The following are the main problems with Lanun that means that they aren't overpowered:

1. You start with Seafaring. This is insanely crippling, since you need to take like 16 turns before you can even research fishing (it's a 2nd tier tech). And since you start with Seafaring, it can be said that you don't start with any tech at all... and unlike Doviello/Clan you don't have anything up your sleeves in case of emergency.

2. Coasts are 3/3. Plains are 3/4 with farms. Grassland are 4/4. Yeah... suddenly those coasts don't seem that hot anymore. Sure, ports might make up for it, in the early game when you can only work 3 or 4 tiles. Once you reach cities of 8-10, you're suddenly earning less food, hammers and commerce compared to inland cities.

3. You need an extensive amount of hammers to get every city up. You need a lighthouse (60 H), a workboat for the sea resource (most likely), yet another 2 for the coves... that's another 45 hammers. In comparison, a land-based city only needs workers from another city to get those farms up.

4. You need some form of culture for the sea cities. A non-cultured city has no chance in working 2 coves, unless you have help from another city. (And sometimes fish/clam/crabs are in the sea tile, not the coast tile. Even worse.) By comparison, an inland city without culture still has several good tiles to work normally.

What it basically means that for every civ, land-based cities are always better than sea-based cities. However, i admit that Lanun is good in several things:

1. Rushing Hyborem. Since you don't need to research CoL or Calender, you have a huge head-start in that direction.

2. Beeline of CoL. If you're fast enough and have enough cities inland, you'll probably be the first reaching CoL with your coast-based economy.

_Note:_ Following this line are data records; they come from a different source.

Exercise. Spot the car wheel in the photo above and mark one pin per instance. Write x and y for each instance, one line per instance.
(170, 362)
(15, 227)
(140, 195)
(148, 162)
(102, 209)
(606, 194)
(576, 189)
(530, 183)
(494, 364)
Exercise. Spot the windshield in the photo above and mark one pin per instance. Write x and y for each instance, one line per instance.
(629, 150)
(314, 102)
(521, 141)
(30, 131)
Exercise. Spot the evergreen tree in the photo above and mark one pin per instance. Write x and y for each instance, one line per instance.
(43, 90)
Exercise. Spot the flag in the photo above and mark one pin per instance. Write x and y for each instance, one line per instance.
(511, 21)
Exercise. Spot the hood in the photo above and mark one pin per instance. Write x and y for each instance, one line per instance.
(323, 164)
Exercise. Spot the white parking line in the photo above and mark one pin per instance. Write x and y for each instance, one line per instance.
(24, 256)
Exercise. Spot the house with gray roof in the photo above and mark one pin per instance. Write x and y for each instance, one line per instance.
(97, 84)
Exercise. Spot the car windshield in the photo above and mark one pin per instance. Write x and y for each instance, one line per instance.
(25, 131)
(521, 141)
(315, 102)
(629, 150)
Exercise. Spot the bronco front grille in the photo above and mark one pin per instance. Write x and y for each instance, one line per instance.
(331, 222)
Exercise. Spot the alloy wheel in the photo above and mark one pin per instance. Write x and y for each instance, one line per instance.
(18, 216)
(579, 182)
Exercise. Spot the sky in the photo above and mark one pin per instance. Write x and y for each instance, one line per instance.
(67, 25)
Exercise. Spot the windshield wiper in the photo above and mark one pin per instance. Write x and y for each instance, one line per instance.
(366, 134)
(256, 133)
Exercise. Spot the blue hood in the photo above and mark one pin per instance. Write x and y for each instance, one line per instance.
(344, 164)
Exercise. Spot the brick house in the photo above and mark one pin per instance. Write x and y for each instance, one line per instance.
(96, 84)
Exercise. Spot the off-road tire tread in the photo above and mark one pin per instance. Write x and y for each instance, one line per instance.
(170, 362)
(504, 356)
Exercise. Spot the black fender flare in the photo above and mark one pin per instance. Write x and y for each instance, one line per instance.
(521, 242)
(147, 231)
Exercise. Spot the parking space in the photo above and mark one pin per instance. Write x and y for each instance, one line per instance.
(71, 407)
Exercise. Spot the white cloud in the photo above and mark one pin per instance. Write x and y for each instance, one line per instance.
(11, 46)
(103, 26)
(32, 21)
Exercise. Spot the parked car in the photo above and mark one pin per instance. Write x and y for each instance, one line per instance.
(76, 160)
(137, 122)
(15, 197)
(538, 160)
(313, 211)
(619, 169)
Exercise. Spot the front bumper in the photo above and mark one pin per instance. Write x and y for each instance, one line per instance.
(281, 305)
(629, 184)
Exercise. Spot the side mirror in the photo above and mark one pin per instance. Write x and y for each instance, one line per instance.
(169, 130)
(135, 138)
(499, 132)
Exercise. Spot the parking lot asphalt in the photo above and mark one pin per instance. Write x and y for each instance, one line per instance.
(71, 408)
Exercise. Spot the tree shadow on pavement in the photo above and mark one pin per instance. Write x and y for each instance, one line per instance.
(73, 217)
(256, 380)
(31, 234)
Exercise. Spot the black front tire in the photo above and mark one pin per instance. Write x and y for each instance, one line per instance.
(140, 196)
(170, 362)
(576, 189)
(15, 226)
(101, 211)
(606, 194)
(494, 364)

3. Lakes reachable by a city next to coasts. Really unlikely, but when it happens it's a monster. A lighthouse lake is 4/3, a lighthouse cove lake is an insane 6/2/7 . (This was how i managed to catch up on economy against the others in PBEM2, using 2 cove lakes and 6 lake tiles all reachable by boats).

So basically, Lanun might seem overpowered, but in reality when compared to the other civs out there they're just another civ. Sure, they have their strengths, but their weaknesses make up for it.